Indirect branches? · general · Zulip Chat Archive

but is it planned to have support for indirect branches and branch target patching support in the future?

bjorn3 (Jan 22 2021 at 16:16):

For tail calls there is an issue, but for indirect branches there isn't yet as far as I know. Branch target patching may be hard to implement due to interaction with regalloc I think.

Adel Prokurov (Jan 22 2021 at 18:37):

Is there any support for tail call eliminations? Are there any plans about it? · Issue #1065 · bytecodealliance/wasmtime

To write a functional language compiler using this IR, tail call eliminations would be desirable. Are there any plans to support this? I couldn't find any details in the docs.

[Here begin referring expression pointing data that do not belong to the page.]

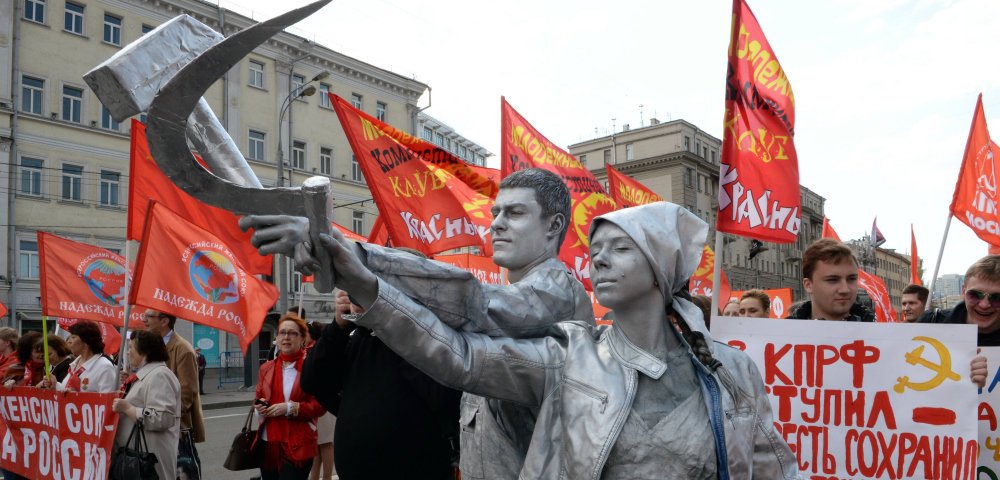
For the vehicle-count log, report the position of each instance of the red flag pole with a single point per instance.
(717, 273)
(937, 264)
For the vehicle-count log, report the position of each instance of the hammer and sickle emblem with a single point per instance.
(942, 371)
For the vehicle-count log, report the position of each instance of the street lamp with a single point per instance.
(300, 91)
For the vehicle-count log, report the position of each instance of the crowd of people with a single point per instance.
(433, 375)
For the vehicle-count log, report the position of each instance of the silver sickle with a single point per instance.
(165, 130)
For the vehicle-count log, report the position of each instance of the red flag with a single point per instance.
(112, 339)
(880, 296)
(828, 231)
(627, 192)
(186, 271)
(704, 276)
(147, 182)
(759, 171)
(521, 146)
(81, 281)
(975, 200)
(429, 200)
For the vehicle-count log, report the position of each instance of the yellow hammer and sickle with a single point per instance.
(942, 372)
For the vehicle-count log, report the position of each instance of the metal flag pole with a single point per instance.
(937, 264)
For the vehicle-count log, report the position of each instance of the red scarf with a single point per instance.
(277, 427)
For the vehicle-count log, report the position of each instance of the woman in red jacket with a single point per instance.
(289, 414)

fitzgen (he/him) (Jan 22 2021 at 19:22):

In general, we intend to support all of Wasm, so standards track proposals will be implemented eventually (at least by the time they are fully accepted) but there is the question of priority and (again, in general) we are focusing on proposals that move us towards the nanoprocess model

Announcing the Bytecode Alliance: Building a secure by default, composable future for WebAssembly

Lin Clark introduces the Bytecode Alliance, and uses Code Cartoon illustrations to share their vision of a WebAssembly ecosystem that is secure by default, fixing cracks in today’s software foundations. ...

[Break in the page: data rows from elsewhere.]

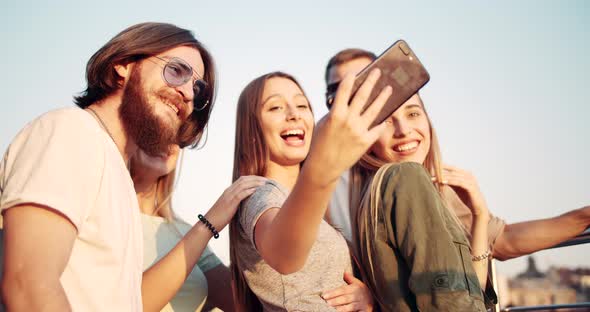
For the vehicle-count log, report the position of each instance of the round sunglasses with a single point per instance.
(176, 72)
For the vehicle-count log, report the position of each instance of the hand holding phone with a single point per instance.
(400, 69)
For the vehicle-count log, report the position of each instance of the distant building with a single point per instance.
(533, 287)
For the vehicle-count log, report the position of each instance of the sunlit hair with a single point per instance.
(345, 56)
(365, 181)
(139, 42)
(250, 156)
(165, 187)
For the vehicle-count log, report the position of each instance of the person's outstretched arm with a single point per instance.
(163, 279)
(285, 236)
(523, 238)
(38, 242)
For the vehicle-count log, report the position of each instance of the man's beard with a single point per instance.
(151, 134)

Chris Fallin (Jan 22 2021 at 19:27):

+1 on fitzgen's note re: prioritization, though I'll add that if someone wants to look at adding tail calls at the CLIF level, for use by other Cranelift frontends before the Wasm story comes together, I'm happy to point at the relevant ABI code and details, and review PRs

Adel Prokurov (Jan 22 2021 at 19:31):

I guess I could try to work on tail calls on CLIF level. I've worked on my own tiny IR with tail calls support and it worked very well

Chris Fallin (Jan 22 2021 at 19:35):

bytecodealliance/wasmtime

Standalone JIT-style runtime for WebAssembly, using Cranelift - bytecodealliance/wasmtime

Chris Fallin (Jan 22 2021 at 19:36):

we'd need new tail-call instructions, I think, and then lower them into some combination of the return epilogue (stackframe cleanup) and call code; I haven't thought through too many details yet

Chris Fallin (Jan 22 2021 at 19:36):

Adel Prokurov (Jan 22 2021 at 19:44):

I have question that is where to look for adding new instruction? I think tail call could be just treated as return_ except with jmp instruction instead of ret most of the time.

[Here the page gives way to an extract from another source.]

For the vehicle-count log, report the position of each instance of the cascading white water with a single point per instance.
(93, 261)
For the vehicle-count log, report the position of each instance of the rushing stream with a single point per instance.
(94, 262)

Chris Fallin (Jan 22 2021 at 19:45):

Chris Fallin (Jan 22 2021 at 19:46):

that's more or less the lowering, yes, though there are a lot of details wrt stack frames :-) And actually one thing I didn't mention above is that for call signatures that imply on-stack args or return values, things get a bit messy if we want to maintain constant stack usage with tail-call recursion

Adel Prokurov (Jan 22 2021 at 19:47):

And if I understand correctly if we will treat tail call as return then function we're calling should have same return types as current function. I'm also not sure wha to do when functions returns more than two parameters or some parameters is passed through stack? For example windows abi can return only one value through register while SystemV allows returning two values in two registers

Chris Fallin (Jan 22 2021 at 19:47):

yes, so the return-area size will match, so we can just reuse the space that the caller allocated

Chris Fallin (Jan 22 2021 at 19:48):

the args are a bit trickier though: the tail-call's on-stack args space needs to be the same size or smaller than ours

Chris Fallin (Jan 22 2021 at 19:48):

if not, then we are forced to make the tail call with an SP below its location when we were called, which voids the constant stack usage guarantee otherwise usually expected of tail call implementations

Chris Fallin (Jan 22 2021 at 19:49):

Chris Fallin (Jan 22 2021 at 19:57):

Hmm -- so gcc seems to just not do TCO when the stack arg space of the callee is larger than the caller's: https://godbolt.org/z/nbGTve (func2 and func3 both tail-call func1; func3 has a large enough stack arg space to reuse while func2 does not)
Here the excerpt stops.